Music Section: Bruce “Boss” Springsteen Review
Review by Taylor DeBoer
Grade: B +
Of all the rock n’ roll elder statesmen, Bruce Springsteen is certainly the least complacent. Whether it be the sparse folk genius of Nebraska or the radio-friendly arena rock of Born in the USA, Springsteen has always been a working class troubadour (at times without merit) while gracefully straddling the line between classic and cheesy.
So before I threw on his most recent effort, I removed all those preconceptions (both good and bad) from my Boss memory, in order to attack its complexities with a clear head. After it was over, I came to two concrete conclusions: It wasn’t Nebraska (my favorite Springsteen album) and it wasn’t Born in the USA (my least favorite Springsteen album).
From there I drew several other conclusions: It wasn’t Ghost of Tom Joad, Darkness on the Edge of Town, The Rising, Asbury Park, or any other of Springsteen’s sixteen studio albums. Because of his prolific nature and desire to try something new – whether New Wave, electronic, drum-looping rap or not – Springsteen thinks big and sometimes misses.
For the most part, Wrecking Ball succeeds with its lofty aspirations and we have, surprisingly, the most Jersey-like album The Boss has released in over thirty five years.
“We Take Care of Our Own” is certainly not one of the album’s strongest tracks, but a fitting opening nonetheless. Its heavy guitar strokes and thumping drums leads perfectly into the Springsteen throwback, “Easy Money.”
The celtic/folk of “Shackled and Drawn” is one of those times where Springsteen misses. It’s repetitive and right when you think it’s gonna impress you, it slumps back into melodramatic verse.
“Jack of All Trades” first comes across as cliche, but then delivers beautifully. Remember what I said about Springsteen straddling the line between classic and cheese? The horns may add to the slightly over-produced nature of the album as a whole, but it’s still a very stark, real, and mesmerizingly retrospective.
In “Death to My Hometown” we’re once again hit with celtic Bruce, this time with an irish accent to boot. It isn’t good. It’s the only song on the record I couldn’t make it through.
“The Depression” has the echoey quality of 90s Springsteen which evokes some good and bad memories. It’s like a less schmaltzy “Secret Garden” minus Jerry Mcguire and so much “You had me at hello” parodies. It’s a solid track, but not memorable.

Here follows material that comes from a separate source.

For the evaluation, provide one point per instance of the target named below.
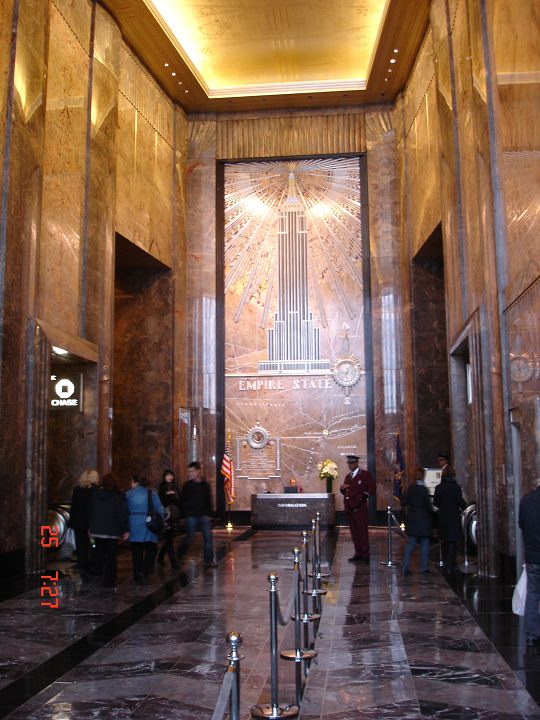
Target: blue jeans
(203, 524)
(532, 618)
(424, 552)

The title track, which was written about the literal wrecking ball that destroyed the ole Giants Stadium just a few years ago. Remember when I said the Jersiest of Springsteen? Yes, I know he has “Atlantic City” and an album named after Asbury Park, but “Wrecking Ball” evokes that rough-and-tumble, down and dirty, blue-chip Jersey more than any other song The Boss has released. And he’s able to do it even with Snooki and MTV defecating all over the boardwalk and Stone Pony legacy that he worked so hard to build. Who gives a shit about that graceful straddle – this song is cheesy and I love it.
“You’ve Got It” is solid guitar driven romp – less umph than “Wrecking Ball.” It has the albums first killer guitar solo. “Rocky Ground” has a rap. Yes, a rap. Springsteen misses here but gains street cred in the process. Ya win some and lose some.
If you asked me what song summarizes Wrecking Ball with the most valor and grit, it would certainly be “Land of Hopes and Dreams.” Although it means less now than if it were on Born to Run, this track is flawless. From the gospel intro, to the epic horns and guitars, to the simple acoustic strumming, to the literal and poetic lyrics – “Land of Hopes and Dreams” delivers better than anything The Boss has released since “The Ghost of Tom Joad.”
And we leave Wrecking Ball much like we started it – with the in-your-face radio-friendly arena fist pumping rock n’ roll. And of course, the celtic themes are back again for the third time.
Bruce Springsteen is an every-man that has evolved into a mega-star over the past forty years while managing to (somehow) remain the spokesman for the working man. After leaving a Titus Andronicus concert the other night, a friend mentioned the plethora of Springsteen references present in the post-punk band’s songs. After telling him that I didn’t see the influential connection, he quickly said, “Titus is from New Jersey, they have to love The Boss.”